Friday, December 01, 2006

In the pit

Ok, so I'm still not sure if we'll be literally in a pit, but I am definitely officially a member of the "Merrily Orchestra". *bows deeply*

Last night was our fourth rehearsal out of 5 total. The very first one last Monday went pretty well. I didn't feel very nervous because I figured that they weren't expecting perfection anyway. Driving into the City for my second rehearsal, however, I was a lot more nervous. I had had the music for 3 days and could no longer play the "oops, this is my first reading" card. Luckily, my slow solos are technically easy so I wasn't nervous for those. Well, maybe just a tad nervous on some high hard-to-tune notes. But really the only nerve wracking part is near the end of Act 1 where I am playing a witty little EH solo (on oboe). I messed it up the first time and wanted to make sure it came out correctly. I'm all alone (besides the rhythm section) and the timing has to be perfect with the singers. Oh, and the piano and bass are quite syncopated and I have to tune them out in order to stay on time. Oh, and there is one 6/4 measure thrown in when the rest of it is in 4/4 cut time. It's only 7 measures long but those are the longest seconds ever. By the time I finish my heart is pounding. I've managed to not mess up the notes but even last night one of the directors still wasn't happy with my phrasing. I'll work on it some more tonight.

My favorite pieces to play are the one song that's in 3, just because it's funny and the bass line cracks me up, and the last slow piece of the play because I have a pretty solo which I get to play multiple times.

Even if they never call me back again to do this sort of thing, I am very grateful to have this opportunity now because I am learning quite a lot. For example:

* The absolute most difficult part of this has nothing to do with intonation, sight-reading, or even endurance. What's killing me is dynamics. I never thought of the oboe as being particularly loud, especially after my latest gigs, but if I am not being careful I feel that I stand out too much. Maybe it's a timbre thing too I guess. Obviously if the three trumpets and trombone and the 3 saxes are playing, I get lost, but when it's just reeds I have to work VERY hard to blend in.
* Related to the above is the whole "quiet entrance" phenomenon. NOW I FINALLY understand what other oboists are talking about when they complain about this. I am not playing in every song and sometimes my breaks are a few minutes long. Why then do I have to come in pianissimo on some low note?? Have they any idea how hard that is to do? Especially when you haven't played on your reed for a while and it has dried out. You (or at least I) have NO clue what the thing is going to sound like.
* Clarinets and flutes can play very very very softly. *boggle*
* Thank God I have been working on scales with more than 3 accidentals. These folks love B-flat and B major.
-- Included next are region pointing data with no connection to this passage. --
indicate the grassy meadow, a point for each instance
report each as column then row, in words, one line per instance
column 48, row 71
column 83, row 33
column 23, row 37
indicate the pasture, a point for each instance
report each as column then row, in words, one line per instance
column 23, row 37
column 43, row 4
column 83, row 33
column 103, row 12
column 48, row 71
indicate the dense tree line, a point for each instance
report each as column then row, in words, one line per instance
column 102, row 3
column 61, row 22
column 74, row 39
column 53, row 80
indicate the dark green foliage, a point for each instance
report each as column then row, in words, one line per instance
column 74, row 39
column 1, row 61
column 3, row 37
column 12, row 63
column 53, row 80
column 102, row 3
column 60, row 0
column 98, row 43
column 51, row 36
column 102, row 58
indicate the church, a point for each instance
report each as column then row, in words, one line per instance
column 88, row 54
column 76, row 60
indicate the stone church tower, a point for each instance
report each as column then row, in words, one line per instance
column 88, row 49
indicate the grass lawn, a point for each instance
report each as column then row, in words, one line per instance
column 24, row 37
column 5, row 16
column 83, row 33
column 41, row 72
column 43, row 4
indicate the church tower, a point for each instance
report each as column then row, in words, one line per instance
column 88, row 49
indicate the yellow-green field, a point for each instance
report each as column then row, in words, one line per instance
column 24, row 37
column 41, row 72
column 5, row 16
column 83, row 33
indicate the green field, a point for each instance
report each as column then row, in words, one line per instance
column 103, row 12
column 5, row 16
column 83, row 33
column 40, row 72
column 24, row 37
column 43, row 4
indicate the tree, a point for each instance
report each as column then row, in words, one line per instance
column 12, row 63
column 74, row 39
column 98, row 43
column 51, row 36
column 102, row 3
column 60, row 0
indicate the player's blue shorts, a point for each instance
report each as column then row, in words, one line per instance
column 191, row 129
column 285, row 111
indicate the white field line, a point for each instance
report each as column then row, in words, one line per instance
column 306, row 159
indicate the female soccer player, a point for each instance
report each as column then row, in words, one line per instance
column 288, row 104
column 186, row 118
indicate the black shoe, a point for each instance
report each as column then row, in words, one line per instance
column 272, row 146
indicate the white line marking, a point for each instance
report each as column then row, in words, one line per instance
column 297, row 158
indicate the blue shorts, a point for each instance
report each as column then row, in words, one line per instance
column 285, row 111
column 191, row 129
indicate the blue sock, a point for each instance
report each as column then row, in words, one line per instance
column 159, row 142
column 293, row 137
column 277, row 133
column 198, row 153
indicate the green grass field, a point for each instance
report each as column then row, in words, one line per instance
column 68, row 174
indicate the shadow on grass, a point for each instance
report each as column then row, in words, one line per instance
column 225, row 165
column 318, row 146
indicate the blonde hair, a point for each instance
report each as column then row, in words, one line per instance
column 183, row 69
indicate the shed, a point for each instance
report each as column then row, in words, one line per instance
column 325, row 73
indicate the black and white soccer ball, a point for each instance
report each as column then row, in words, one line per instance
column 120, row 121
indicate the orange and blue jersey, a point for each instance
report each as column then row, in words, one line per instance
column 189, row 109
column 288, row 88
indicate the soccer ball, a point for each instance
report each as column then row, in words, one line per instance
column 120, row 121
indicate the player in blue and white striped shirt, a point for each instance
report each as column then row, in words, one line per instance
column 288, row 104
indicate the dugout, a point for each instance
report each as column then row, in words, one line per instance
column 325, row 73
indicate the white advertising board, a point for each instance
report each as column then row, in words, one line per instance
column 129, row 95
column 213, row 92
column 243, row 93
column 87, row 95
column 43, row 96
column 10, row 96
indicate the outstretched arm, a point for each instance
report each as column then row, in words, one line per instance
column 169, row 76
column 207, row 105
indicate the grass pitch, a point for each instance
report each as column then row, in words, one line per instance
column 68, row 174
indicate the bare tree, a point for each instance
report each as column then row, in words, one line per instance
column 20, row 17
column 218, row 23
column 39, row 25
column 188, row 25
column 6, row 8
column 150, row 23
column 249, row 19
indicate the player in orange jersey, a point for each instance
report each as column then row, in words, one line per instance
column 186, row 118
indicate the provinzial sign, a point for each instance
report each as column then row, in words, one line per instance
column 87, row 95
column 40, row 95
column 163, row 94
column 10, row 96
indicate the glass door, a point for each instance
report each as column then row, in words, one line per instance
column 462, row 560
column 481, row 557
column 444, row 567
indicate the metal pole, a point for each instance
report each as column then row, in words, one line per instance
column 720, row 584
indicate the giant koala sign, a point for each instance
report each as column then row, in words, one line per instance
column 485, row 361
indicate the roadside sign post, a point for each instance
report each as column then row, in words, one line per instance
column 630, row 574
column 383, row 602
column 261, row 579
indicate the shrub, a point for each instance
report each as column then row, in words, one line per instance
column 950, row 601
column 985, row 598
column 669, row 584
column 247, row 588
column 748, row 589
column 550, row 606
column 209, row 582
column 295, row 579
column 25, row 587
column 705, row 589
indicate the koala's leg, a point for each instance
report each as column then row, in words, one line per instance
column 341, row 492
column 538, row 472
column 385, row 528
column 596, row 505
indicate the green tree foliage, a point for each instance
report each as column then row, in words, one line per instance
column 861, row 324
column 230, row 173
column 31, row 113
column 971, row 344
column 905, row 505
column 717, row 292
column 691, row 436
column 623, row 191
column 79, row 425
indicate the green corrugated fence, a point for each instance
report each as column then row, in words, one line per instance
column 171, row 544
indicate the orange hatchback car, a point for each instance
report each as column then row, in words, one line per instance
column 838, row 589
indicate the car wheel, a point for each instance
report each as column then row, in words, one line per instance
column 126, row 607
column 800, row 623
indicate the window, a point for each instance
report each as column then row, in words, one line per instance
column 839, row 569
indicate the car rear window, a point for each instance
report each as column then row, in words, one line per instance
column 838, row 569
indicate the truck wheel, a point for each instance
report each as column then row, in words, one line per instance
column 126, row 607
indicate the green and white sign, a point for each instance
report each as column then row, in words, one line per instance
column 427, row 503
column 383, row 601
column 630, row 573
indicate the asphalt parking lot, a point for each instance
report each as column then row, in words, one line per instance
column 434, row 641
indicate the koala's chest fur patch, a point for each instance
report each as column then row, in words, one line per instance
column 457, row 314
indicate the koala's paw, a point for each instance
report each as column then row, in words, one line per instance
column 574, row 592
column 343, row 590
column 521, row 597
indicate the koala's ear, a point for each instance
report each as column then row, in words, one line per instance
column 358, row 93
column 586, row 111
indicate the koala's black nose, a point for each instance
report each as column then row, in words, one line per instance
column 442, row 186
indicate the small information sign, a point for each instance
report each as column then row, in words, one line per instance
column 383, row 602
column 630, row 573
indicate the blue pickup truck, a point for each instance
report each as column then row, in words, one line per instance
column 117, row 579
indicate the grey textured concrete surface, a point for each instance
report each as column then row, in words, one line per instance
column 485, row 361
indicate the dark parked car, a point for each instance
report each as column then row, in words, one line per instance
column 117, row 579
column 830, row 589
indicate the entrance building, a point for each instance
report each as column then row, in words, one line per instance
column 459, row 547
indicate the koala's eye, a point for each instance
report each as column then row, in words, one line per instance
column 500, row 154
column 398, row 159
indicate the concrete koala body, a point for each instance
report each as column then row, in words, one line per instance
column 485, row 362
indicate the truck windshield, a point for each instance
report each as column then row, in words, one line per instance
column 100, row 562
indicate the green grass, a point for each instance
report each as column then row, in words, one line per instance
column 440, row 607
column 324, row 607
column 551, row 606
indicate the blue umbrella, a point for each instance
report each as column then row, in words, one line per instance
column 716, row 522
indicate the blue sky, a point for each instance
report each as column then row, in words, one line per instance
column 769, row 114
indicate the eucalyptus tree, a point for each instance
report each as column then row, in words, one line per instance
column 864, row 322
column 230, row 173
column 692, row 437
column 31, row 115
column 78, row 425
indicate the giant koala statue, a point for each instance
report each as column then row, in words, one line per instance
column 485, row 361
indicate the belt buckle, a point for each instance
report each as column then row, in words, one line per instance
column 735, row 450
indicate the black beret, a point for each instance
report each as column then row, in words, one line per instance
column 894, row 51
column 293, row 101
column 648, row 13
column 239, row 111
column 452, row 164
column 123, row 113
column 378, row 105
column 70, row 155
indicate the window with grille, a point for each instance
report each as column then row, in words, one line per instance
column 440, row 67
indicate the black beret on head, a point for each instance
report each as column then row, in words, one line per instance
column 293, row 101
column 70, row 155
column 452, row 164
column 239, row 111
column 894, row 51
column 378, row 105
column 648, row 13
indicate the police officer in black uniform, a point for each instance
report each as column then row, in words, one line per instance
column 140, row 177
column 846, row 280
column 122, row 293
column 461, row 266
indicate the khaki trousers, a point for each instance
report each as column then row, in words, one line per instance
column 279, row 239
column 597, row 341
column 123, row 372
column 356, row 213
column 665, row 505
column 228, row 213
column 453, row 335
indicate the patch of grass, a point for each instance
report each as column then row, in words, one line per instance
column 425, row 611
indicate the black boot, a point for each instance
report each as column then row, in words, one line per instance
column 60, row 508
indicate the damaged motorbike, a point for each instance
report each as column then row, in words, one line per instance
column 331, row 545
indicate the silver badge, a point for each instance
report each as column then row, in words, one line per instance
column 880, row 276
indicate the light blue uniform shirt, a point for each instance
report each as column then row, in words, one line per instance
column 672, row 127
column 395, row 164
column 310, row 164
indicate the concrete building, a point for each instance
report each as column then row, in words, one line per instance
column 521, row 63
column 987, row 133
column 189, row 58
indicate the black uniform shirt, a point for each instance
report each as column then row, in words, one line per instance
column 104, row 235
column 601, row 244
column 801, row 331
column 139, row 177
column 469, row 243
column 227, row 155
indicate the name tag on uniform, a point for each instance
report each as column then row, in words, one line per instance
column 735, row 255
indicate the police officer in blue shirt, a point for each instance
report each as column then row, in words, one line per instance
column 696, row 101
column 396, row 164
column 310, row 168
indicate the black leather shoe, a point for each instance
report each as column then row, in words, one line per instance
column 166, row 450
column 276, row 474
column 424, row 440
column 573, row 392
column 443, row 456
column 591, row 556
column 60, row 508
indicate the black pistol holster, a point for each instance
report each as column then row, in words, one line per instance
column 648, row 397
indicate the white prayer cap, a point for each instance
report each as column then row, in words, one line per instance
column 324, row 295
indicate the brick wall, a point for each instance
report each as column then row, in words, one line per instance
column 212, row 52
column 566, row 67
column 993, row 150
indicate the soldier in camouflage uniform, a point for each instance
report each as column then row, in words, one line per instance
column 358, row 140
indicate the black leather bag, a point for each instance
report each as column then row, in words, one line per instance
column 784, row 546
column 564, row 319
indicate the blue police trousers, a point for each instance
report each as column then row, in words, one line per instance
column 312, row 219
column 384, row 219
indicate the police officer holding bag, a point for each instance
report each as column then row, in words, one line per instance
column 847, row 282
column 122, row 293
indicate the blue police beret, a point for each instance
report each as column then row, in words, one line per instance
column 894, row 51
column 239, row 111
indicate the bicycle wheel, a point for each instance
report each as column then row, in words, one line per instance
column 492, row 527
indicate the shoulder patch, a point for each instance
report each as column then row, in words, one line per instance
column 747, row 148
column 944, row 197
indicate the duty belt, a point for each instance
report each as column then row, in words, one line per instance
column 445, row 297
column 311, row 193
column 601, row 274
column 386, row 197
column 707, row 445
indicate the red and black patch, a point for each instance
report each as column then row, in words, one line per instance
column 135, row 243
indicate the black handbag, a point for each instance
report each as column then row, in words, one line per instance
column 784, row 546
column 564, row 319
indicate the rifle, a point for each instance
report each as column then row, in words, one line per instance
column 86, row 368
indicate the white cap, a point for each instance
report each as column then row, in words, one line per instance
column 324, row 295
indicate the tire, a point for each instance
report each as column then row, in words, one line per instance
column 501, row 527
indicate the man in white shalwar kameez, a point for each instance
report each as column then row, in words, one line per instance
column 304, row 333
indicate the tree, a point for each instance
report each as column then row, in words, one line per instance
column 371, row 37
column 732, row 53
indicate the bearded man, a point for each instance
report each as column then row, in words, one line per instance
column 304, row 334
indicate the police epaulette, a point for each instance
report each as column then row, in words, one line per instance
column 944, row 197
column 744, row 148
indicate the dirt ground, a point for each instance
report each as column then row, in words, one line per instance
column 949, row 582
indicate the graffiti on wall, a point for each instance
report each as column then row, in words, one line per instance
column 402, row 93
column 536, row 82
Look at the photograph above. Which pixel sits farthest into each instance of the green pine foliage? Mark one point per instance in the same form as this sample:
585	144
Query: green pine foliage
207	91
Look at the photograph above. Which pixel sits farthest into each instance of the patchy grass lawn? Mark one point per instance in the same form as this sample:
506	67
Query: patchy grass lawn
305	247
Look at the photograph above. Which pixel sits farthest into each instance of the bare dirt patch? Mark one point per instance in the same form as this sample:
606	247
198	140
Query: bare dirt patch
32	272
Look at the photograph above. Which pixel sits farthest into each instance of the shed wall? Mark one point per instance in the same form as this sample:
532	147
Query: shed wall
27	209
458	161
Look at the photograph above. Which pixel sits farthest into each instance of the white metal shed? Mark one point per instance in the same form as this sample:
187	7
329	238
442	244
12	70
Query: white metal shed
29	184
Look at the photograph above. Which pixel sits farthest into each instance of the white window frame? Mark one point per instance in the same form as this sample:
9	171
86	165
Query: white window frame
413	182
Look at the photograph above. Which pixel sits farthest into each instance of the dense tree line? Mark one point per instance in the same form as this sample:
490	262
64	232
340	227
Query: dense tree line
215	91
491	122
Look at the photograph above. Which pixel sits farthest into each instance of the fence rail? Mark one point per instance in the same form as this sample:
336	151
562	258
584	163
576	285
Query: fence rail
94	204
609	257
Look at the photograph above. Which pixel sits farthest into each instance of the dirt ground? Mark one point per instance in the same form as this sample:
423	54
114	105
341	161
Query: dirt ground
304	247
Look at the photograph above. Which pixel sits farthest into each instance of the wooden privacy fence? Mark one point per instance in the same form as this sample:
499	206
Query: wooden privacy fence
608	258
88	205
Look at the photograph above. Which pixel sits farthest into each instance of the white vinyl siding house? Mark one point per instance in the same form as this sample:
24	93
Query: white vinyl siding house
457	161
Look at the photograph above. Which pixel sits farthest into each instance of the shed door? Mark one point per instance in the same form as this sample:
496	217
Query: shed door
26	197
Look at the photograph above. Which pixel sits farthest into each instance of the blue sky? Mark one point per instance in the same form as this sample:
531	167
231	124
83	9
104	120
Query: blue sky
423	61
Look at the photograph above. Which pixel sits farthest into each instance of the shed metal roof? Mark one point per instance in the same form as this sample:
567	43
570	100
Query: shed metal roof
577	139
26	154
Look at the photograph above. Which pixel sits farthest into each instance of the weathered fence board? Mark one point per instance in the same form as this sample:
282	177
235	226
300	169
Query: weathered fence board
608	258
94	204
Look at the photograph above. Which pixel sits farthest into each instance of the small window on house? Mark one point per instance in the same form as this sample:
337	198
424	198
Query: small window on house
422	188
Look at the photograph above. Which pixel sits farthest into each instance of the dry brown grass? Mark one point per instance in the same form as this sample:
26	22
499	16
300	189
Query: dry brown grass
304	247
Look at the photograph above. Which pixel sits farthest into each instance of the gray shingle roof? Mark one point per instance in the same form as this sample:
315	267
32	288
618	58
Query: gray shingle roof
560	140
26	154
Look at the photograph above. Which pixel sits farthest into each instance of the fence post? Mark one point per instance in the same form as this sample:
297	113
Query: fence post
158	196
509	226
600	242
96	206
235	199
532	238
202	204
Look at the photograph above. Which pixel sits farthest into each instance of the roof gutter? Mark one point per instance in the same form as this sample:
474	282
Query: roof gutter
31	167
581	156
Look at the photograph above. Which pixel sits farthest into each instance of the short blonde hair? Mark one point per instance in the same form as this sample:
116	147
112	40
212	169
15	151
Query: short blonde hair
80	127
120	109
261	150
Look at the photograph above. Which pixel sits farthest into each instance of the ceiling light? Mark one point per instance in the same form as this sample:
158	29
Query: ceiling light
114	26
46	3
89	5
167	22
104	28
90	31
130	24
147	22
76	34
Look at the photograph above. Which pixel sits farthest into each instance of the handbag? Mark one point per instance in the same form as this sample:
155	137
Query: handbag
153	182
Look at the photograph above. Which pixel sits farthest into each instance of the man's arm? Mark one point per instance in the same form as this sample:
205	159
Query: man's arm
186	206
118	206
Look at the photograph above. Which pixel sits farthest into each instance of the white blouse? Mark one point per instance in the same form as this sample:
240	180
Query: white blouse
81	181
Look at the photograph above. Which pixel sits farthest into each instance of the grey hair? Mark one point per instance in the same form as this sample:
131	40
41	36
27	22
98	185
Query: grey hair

All in all, it's really turning out to be a fun experience. Our last full run through is tomorrow and then we perform Friday evening and Saturday afternoon and evening. I'm not sure if I already mentioned this, but Saturday will be my 2 year oboe anniversary. I feel that it's a good sign that I will be performing on that day. Though I have played a few times at church functions with the oboe these upcoming performances are my first "real" ones (i.e. it wasn't my friends who just let me play for fun). And potentially the audience may be quite large and may include other musicians. *gulp* No matter, I will try not to let nerves get in the way and will simply think of it as celebrating the anniversary of my best decision ever.


Waterfall said...

Hilda, congratulations! That's so exciting. Important events like this are always nerve-wracking, but the feeling you get afterward is like no other. I am so looking forward to your post-concert report.

I'm so excited for you--wish I lived up there so I could go listen! Good luck. You'll do great!

Pattyoboe said...

Some tricks of the trade:
If you have low notes that need to be soft, and nothing below a D, you can "mute" your oboe with a wadded up swab or piece of felt.

If you are pinching too much on a low note because you are scared (and that often causes us to pinch!) turn the reed slightly sideways in your mouth (I turn to the right) because you can't compress the reed as much then.

You are never as loud as you think you are. And it's better to be louder than having nothing at all come out. Most of the time.